Leader of the Opposition
- In office 1979–1984
- Preceded by: George Walter
- Succeeded by: Eric Burton

Deputy Premier of Antigua
- In office 1971–1976
- Prime Minister: George Walter
- Succeeded by: Lester Bird

Minister of Agriculture
- In office 1971–1976

Leader of the Opposition
- In office December 1968 – 1970
- Succeeded by: George Walter

Personal details
- Born: 1909 Colony of Antigua and Barbuda
- Died: 1994 (aged 84–85) Antigua and Barbuda
- Party: Progressive Labour Movement

= Robert Hall (Antiguan politician) =

Sir Robert Hall (1909–1994) was a politician of Antigua and Barbuda. Hall was an opponent of the dominant Antigua Labour Party throughout his career. He was politically active mainly during Antigua and Barbuda's time as a West Indies Associated State.

== Career ==
During the 1960s, Hall led the Antigua and Barbuda Democratic Movement. This very loose political organisation was most significant for the role it allowed Hall to play in the creation of the Progressive Labour Movement (PLM) in 1968. After the party won four by-elections, it became Antigua and Barbuda's first parliamentary opposition party. Hall was the first leader of this party and was appointed as the first parliamentary Leader of the Opposition in the state, but he relinquished this role to George Walter before the 1971 general election.

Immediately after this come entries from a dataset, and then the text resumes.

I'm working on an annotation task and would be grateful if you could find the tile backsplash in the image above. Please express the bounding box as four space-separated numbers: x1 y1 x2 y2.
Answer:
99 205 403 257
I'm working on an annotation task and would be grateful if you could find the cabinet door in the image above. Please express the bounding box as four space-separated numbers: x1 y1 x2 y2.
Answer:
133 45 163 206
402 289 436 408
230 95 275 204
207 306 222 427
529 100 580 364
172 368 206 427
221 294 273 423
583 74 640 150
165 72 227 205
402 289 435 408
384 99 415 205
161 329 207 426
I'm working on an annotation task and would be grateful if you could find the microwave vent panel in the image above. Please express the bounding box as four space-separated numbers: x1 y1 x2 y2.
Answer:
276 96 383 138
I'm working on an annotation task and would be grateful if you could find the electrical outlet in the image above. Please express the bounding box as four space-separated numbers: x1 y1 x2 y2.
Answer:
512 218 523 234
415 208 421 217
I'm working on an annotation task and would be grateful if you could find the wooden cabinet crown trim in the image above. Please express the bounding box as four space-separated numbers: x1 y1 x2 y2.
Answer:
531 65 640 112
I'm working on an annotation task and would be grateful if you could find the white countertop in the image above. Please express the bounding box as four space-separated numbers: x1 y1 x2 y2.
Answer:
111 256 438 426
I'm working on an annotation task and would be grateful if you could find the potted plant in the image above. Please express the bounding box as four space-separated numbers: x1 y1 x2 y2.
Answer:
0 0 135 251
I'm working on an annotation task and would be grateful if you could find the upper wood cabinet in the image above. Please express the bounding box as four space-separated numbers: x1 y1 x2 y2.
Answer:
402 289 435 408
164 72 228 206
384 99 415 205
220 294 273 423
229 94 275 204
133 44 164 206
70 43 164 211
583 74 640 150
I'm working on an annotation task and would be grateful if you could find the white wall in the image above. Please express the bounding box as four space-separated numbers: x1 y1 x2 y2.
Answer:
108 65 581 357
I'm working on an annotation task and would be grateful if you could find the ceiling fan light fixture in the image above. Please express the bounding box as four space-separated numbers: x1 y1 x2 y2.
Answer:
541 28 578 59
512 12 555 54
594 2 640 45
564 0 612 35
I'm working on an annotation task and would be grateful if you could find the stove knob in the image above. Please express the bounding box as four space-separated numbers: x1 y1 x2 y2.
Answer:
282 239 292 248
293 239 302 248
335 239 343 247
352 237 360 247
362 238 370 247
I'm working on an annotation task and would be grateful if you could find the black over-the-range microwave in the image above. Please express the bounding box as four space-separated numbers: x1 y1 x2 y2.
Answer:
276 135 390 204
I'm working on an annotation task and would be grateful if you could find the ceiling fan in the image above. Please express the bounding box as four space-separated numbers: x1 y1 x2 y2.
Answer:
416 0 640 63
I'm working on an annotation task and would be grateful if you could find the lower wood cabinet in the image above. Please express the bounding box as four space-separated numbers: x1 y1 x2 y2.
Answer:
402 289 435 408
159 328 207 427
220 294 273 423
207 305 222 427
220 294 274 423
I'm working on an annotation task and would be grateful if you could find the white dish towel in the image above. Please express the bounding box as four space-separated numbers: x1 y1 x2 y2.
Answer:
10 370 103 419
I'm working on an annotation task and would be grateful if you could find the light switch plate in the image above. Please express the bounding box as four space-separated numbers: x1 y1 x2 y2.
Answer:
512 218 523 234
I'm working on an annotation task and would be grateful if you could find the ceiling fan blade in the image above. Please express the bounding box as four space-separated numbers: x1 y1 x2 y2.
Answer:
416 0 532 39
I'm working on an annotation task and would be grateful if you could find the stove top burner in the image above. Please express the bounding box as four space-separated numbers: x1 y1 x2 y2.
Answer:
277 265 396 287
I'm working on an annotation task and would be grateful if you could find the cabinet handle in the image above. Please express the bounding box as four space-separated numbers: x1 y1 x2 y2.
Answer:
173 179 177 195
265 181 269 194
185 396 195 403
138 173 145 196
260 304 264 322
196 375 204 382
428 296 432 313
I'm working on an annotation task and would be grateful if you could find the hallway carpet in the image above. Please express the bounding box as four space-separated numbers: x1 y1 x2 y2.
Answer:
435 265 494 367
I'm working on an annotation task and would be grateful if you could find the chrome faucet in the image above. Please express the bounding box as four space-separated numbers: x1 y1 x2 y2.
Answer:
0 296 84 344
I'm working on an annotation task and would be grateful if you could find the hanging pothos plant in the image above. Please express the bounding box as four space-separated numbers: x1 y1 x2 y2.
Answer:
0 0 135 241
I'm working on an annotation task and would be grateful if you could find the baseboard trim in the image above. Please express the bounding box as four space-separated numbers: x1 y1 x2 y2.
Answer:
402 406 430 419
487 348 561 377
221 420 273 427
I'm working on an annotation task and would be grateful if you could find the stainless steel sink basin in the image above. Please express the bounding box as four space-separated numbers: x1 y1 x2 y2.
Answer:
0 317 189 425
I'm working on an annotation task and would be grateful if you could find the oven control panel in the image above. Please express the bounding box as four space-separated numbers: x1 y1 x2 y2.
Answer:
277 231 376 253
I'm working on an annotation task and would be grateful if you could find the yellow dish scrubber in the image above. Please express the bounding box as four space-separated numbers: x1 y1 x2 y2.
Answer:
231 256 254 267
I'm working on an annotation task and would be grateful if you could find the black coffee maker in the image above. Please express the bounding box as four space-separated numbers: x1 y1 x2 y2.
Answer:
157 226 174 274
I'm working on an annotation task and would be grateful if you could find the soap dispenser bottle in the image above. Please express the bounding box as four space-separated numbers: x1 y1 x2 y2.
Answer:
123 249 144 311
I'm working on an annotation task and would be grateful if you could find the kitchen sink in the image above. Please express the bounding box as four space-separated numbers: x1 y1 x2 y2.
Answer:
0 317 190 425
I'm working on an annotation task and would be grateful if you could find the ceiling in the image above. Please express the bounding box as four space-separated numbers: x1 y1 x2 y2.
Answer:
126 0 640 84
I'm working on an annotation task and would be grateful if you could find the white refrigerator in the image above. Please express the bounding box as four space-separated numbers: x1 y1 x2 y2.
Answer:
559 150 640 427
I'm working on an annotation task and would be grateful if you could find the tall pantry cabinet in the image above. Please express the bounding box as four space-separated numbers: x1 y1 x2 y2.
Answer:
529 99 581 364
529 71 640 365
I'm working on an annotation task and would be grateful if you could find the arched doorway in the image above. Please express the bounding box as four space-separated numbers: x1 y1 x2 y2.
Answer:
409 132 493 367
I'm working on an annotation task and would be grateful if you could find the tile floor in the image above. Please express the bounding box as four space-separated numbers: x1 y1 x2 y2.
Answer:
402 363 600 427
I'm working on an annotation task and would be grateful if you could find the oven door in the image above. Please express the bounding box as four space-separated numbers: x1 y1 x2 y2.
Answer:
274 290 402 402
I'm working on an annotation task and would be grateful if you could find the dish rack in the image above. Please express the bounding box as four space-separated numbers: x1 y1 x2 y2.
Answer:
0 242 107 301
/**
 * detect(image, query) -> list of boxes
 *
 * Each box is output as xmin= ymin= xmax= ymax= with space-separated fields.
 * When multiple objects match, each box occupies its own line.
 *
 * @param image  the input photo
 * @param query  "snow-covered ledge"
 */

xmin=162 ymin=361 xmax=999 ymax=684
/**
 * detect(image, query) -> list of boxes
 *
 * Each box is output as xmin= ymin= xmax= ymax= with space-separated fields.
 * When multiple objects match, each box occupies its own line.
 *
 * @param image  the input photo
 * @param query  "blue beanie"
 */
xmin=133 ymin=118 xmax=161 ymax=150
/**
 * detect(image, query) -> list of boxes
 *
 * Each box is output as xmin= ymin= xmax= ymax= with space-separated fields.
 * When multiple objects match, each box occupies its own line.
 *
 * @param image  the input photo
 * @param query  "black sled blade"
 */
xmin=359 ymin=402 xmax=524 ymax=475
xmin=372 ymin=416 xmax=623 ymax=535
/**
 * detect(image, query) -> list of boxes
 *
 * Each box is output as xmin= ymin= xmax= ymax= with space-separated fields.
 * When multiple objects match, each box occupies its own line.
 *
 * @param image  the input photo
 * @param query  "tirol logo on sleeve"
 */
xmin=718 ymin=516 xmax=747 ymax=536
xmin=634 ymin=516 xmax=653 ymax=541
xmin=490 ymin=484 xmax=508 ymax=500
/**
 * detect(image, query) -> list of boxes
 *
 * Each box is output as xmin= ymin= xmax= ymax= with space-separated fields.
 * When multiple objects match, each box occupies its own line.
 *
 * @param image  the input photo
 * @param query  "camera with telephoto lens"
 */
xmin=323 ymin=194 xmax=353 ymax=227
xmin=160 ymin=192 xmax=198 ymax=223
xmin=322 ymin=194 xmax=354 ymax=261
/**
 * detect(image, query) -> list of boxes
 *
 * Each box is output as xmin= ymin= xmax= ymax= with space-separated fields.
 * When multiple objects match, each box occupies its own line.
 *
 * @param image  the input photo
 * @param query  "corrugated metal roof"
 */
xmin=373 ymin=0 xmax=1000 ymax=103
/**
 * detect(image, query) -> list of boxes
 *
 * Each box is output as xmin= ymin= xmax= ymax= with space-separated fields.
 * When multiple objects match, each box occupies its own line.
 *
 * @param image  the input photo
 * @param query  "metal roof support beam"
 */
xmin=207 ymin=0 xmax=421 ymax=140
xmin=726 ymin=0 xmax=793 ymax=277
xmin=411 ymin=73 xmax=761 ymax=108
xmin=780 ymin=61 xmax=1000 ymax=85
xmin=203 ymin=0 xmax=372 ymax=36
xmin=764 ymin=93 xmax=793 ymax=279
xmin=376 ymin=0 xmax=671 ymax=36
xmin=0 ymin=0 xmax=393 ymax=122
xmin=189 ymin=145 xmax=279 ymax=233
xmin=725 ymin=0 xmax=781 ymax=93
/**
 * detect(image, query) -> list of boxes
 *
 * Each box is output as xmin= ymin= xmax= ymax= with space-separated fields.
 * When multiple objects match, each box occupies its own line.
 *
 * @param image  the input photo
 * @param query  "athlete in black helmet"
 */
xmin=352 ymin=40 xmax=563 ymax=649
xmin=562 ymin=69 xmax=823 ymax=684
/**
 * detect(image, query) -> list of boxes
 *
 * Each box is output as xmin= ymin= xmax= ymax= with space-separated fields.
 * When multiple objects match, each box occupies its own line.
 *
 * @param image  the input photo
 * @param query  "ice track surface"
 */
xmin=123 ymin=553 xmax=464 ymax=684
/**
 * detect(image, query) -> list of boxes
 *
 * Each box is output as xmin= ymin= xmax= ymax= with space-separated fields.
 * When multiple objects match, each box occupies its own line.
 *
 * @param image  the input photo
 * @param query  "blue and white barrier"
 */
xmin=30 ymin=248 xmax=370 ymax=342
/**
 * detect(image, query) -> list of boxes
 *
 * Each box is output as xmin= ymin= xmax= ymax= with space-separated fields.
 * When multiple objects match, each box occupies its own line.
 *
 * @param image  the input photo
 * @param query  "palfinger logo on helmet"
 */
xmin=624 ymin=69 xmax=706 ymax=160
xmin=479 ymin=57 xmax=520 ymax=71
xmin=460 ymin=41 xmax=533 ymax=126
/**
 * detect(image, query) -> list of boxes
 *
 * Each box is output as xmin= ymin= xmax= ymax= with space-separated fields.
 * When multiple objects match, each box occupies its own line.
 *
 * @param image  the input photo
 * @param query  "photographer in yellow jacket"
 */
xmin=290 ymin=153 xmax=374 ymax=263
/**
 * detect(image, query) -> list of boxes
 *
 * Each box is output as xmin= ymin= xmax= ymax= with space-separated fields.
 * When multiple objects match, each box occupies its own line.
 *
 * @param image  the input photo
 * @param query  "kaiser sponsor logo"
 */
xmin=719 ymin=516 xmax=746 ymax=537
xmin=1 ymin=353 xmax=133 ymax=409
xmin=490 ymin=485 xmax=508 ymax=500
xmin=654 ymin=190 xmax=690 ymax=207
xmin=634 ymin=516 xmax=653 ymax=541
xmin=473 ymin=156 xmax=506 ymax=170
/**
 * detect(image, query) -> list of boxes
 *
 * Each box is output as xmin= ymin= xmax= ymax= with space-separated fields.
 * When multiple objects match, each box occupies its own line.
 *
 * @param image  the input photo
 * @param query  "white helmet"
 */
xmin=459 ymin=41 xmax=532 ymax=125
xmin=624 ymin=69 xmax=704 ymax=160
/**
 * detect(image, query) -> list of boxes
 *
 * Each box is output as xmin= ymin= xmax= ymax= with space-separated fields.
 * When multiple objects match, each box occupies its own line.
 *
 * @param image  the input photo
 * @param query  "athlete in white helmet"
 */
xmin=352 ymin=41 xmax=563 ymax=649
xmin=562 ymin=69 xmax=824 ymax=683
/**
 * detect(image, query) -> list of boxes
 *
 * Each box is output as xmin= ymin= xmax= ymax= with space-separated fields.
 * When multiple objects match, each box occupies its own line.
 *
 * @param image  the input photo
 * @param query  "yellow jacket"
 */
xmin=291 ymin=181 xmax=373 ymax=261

Hall served as Deputy Premier of Antigua during the Progressive Labour Movement government of 1971–76, and during that period he was also the first Minister for Agriculture in the state. Agricultural policy had been divided among several separate civil service bodies during the previous administration. His flagship policy was diversification of agriculture away from the archipelago's heavy dependence on sugar exports, and to increase the cultivation of other crops, such as the pineapple.

Hall assumed the leadership of the Progressive Labour Movement for a second time in time for the 1980 general election, due to the electoral defeat and subsequent imprisonment of his predecessor, George Walter, on false corruption charges relating to PLM economic mismanagement. Though a free man by 1980, Walter had been barred from participating in the election. This oppression diminished the appeal of opposition parties, and Hall left the legislature in 1984, three years after the full independence of Antigua and Barbuda.

Hall died in 1994, and was posthumously knighted by the United Progressive Party government that came to power in 2004. Outside politics, Hall was a planter and farmer, as well as a former civil servant in the field of agriculture. He was a White Antiguan. Hall's family owns Smith's Estate in Saint Mary, which was redeveloped by himself and other members of his family.